The new workspace is called Web Logs and you can download it with APL-Library at https://sourceforge.net/projects/apl-library.
It took me a while to get to something useful. I kept finding requests that I didn’t think should be counted to get to basic numbers like total numbers of hits. If you look at the top of this page you’ll see the Daly Web and Edit logo, an image. Each time your browser requests a page, it can potentially request that JPEG file. That second request is in the access file along with the first for the HTML. We only want to count one.
I kept writing predicates, which what the computer scientist call a function that returns true or false.
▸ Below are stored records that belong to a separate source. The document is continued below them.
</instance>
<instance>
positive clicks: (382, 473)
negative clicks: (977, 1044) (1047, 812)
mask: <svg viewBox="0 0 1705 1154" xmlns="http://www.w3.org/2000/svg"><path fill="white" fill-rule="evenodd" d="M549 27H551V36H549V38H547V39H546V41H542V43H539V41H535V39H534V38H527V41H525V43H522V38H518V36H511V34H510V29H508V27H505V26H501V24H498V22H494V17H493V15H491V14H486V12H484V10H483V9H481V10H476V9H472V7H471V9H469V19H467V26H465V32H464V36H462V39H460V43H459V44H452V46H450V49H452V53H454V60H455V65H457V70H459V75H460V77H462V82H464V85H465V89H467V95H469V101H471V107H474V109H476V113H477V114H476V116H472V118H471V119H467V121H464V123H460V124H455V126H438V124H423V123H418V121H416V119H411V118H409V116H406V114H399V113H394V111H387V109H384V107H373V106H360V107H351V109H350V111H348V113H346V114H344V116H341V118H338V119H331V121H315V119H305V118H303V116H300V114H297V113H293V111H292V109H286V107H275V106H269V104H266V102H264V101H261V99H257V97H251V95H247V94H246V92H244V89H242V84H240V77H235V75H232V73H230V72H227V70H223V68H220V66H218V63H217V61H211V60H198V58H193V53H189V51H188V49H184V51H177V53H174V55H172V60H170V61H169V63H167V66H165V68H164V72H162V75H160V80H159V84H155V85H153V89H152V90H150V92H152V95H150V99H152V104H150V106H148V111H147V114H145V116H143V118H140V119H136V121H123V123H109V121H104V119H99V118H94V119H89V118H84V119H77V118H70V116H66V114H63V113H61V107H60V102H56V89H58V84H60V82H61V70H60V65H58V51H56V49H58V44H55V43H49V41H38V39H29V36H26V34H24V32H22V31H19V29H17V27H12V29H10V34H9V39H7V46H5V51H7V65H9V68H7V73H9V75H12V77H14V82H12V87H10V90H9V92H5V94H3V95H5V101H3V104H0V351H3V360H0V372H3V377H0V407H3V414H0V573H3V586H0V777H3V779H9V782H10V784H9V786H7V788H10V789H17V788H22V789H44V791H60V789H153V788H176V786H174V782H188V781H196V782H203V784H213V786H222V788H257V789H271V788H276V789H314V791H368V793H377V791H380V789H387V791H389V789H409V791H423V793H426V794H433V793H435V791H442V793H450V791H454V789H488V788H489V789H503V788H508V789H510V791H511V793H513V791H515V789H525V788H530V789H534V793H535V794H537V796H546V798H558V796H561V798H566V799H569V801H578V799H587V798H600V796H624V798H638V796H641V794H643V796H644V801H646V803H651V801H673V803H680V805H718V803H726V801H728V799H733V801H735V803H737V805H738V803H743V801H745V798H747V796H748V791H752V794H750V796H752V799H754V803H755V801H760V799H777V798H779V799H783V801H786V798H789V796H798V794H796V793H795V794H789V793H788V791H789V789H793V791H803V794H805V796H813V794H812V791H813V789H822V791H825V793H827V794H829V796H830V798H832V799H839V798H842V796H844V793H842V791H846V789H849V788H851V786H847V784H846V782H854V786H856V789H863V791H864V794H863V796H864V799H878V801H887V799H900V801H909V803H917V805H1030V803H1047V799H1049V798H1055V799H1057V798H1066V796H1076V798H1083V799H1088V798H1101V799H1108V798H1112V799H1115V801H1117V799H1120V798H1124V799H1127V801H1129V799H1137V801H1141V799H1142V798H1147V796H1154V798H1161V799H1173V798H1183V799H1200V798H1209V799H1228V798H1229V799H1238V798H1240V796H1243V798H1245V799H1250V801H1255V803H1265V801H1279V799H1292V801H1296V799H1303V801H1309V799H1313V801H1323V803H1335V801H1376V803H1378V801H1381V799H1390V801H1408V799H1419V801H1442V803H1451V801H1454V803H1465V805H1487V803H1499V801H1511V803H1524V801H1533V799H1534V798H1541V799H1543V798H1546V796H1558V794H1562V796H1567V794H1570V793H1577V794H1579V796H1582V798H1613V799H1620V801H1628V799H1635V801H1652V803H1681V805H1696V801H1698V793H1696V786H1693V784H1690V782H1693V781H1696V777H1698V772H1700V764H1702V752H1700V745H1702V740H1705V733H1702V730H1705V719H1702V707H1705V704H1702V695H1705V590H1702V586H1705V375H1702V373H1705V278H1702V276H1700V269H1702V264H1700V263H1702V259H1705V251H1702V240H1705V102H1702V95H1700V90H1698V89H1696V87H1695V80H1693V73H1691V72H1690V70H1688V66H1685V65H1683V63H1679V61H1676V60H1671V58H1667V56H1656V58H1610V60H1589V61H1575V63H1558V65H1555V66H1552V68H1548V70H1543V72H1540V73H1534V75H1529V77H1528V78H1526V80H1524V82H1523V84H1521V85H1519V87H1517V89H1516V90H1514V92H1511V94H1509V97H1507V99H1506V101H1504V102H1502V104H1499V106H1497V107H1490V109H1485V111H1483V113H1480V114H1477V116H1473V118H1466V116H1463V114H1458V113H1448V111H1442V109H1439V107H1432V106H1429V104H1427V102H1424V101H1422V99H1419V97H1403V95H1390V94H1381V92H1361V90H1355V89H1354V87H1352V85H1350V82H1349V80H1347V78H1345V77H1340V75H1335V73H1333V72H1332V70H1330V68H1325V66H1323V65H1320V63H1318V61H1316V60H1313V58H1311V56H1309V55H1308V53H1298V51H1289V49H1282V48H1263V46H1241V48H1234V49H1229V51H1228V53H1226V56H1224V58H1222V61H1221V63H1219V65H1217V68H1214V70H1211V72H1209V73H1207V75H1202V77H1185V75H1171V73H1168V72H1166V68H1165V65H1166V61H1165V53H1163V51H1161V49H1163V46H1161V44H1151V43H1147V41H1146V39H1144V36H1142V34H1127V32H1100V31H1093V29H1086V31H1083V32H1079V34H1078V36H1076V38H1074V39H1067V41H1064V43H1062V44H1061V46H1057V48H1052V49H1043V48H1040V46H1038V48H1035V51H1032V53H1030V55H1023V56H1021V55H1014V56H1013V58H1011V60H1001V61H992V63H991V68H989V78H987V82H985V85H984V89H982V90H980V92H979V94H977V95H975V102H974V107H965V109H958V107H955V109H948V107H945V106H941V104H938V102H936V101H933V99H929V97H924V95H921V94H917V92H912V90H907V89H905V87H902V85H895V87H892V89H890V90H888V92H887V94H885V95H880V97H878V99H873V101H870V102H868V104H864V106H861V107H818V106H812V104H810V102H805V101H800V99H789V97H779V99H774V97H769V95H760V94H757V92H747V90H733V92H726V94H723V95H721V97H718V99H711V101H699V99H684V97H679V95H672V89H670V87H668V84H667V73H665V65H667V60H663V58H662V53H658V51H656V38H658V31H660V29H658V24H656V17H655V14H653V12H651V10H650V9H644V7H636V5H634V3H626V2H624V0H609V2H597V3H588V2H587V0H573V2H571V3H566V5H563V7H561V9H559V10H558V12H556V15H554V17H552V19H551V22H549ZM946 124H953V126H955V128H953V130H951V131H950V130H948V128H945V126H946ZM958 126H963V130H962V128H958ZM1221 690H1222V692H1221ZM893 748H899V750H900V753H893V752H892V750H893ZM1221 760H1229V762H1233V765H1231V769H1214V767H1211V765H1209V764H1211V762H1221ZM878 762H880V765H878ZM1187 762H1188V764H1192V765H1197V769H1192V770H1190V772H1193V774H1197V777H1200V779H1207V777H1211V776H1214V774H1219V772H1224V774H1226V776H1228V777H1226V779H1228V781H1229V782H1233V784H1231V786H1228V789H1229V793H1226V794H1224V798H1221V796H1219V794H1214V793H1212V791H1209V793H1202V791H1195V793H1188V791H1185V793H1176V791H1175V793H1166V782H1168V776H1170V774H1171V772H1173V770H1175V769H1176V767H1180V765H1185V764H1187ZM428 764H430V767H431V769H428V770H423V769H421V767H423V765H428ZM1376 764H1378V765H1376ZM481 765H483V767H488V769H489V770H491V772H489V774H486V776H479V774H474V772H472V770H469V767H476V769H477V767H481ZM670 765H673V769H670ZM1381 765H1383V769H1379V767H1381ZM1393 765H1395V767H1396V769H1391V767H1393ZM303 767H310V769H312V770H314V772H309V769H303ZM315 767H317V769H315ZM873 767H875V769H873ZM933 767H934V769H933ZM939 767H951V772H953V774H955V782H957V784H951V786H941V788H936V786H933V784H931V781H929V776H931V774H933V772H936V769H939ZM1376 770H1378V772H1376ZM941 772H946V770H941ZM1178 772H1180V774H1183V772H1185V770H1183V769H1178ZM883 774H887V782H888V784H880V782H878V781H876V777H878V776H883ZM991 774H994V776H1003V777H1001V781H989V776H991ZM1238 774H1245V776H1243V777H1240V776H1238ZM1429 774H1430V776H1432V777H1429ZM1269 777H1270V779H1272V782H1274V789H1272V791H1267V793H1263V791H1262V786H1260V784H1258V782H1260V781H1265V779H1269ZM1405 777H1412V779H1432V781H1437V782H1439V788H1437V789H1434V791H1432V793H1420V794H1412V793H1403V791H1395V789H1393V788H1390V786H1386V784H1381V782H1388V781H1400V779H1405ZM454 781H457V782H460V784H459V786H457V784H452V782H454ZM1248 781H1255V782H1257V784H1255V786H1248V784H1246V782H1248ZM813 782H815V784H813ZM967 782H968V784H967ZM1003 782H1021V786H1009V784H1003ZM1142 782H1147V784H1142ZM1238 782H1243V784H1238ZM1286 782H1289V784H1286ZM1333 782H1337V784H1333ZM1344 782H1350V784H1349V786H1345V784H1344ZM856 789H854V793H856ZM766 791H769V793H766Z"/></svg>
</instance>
The truth that I was seeking feels more like an opinion than a matter of fact. Computer programs deal only in facts.
On one day last week we posted ‘Clerk of Bucks Quarterly Meeting’. I wrote the post and returned to edit it several times. Then I turned it over to Kate who edited the posts again saving it several times. I could guess that many of the requests logged that day were actually Kate and I preparing the post for publication. How to exclude? I noticed that all the requests came from the same web address. A little looking and I concluded that the address must be our router so I excluded them.
On the same day, about the same time there were requests I just didn’t understand. All from the same web address all calling a program ‘/wordpress1/wp-cron.php’. I did some research on WordPress. Apparently WordPress needs to do housekeeping on occasion. WordPress triggers this housekeeping when actual requests are made. I excluded these based on the web address.
I came up with four rules.
1. An actual web page was returned. Errors occur and there is a code for success.
2. The request is not a search engine spider. This predicate is beyond the scope of the blog. Its probably not right either, but I haven’t caught it in any errors
3. Exclude style sheets and graphics
4. Exclude requests from the Daly’s and those created by WordPress itself.
I get a result which I like to believe. I still think the whole thing is a matter of opinion while all I have is facts. Some of those facts are past opaque. One datum delivered with each entry is the agent. As best that I can tell this is the name of the program that actually made the request. Its how I identify the search engine requests. Looking at the actual data, especially the entries that survive my four tests, there is much more to this field if only obfuscation.
If I look at the fancy colored graphs the Network Solutions provides, I get comparable results to my own algorithms. It settling for that.